Two LANs segments will be implementd at each school and the District Office, one for Administration usage, and the other for student/curriculum usage. At each location, a Main Distribution Facility will be established as the central point for cable termination, and will also be the point of presence (POP) for the WAN connection. Each classroom requiring connection to the network will be able to support 24 workstations and be supplied with 4 data runs, with one run terminated at the teacher's workstation. A single location in each room will be designated as the wiring POP for the room. From this location, wiring will be distributed within the room via decorative wire molding.
District-supplied servers, categorized as either enterprise or workgroup services, will be placed on the network topology according to function and anticipated traffic patterns of users:
Network security will be based on a double firewall implementation with all Internet-exposed applications residing on a public backbone network, and all connections implemented from the Internet into the district's private network refused. In addition, Access Control Lists will be implemented on all school routers to prohibit traffic from the curriculum LAN onto the administrative LAN, with the exception of applications such as email and DNS which pose no risk. A user ID and password policy will be published and strictly enforced on all computers on the network. All computers will have full access to the Internet.

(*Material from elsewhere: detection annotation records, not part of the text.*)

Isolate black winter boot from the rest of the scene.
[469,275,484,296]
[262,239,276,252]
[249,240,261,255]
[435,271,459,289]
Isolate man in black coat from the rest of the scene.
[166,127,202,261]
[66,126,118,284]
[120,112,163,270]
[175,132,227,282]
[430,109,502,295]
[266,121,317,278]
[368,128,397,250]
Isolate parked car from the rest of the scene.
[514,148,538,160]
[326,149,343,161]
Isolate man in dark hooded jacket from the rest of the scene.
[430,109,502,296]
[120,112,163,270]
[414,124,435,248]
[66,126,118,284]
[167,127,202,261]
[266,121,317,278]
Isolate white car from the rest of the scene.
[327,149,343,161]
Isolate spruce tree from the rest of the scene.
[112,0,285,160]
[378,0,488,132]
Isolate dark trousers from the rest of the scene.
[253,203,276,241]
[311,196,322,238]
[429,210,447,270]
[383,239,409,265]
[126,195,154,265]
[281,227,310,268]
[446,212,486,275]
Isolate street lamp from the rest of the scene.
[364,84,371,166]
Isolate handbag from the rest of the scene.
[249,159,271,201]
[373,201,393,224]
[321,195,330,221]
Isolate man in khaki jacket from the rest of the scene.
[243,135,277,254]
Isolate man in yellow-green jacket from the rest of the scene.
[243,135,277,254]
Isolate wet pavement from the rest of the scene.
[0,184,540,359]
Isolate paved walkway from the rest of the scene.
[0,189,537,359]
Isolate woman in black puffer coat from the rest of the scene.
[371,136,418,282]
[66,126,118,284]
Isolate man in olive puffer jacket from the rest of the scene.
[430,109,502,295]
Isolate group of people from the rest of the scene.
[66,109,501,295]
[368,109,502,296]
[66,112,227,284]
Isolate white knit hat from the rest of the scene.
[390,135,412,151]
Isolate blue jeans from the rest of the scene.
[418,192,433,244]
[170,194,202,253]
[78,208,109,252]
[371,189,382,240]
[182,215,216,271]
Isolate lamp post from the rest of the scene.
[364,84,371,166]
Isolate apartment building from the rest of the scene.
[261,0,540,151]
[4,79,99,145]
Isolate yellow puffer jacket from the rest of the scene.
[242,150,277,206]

All Internet connectivity will be supplied through the District Office designated as the single point of contact for all schools and organizations within the district. The connection will be hightly controlled, with bandwidth upgraded as usage dictates. ACLs will be used to protect the network from unauthorized access. Email and DNS serivces will communicate freely in both directions, since these applications pose no security threat. A web server located on the public backbone will be partitioned to allow any school to install a web home page on the Internet. No public web servers will be permitted on the internal District network.
Network User Expectations
Response time is the time between entry of a command or keystroke and the execution of the command or delivery of a response.1 For the users on the Desert View LAN, this primarily entails rapid response from the library and file servers, as well as reasonably fast access to the Internet.
As an elementary school, throughput requirements on the Desert View LAN can be expected to be moderate. It is expected that throughput usage on the curriculum network will primarily involve accessing the curriculum file server, the library server, and the email server, with some web browsing also expected. Throughput on the administrative network is expected to include access to the library and email servers, the Internet, and frequent access to the administrative server.
While reliability of all network servers and devices is important, priority is assigned to the administrative server, which will house student tracking, attendance, grading, and other administrative functions. The curriculum network users place their priority on the curriculum file server and the library server.
In order to meet these demands, the minimum expectation for the initial LAN implementation will be 1.0 Mbps to each host computer on the network, and 100 Mbps to any server host in the network.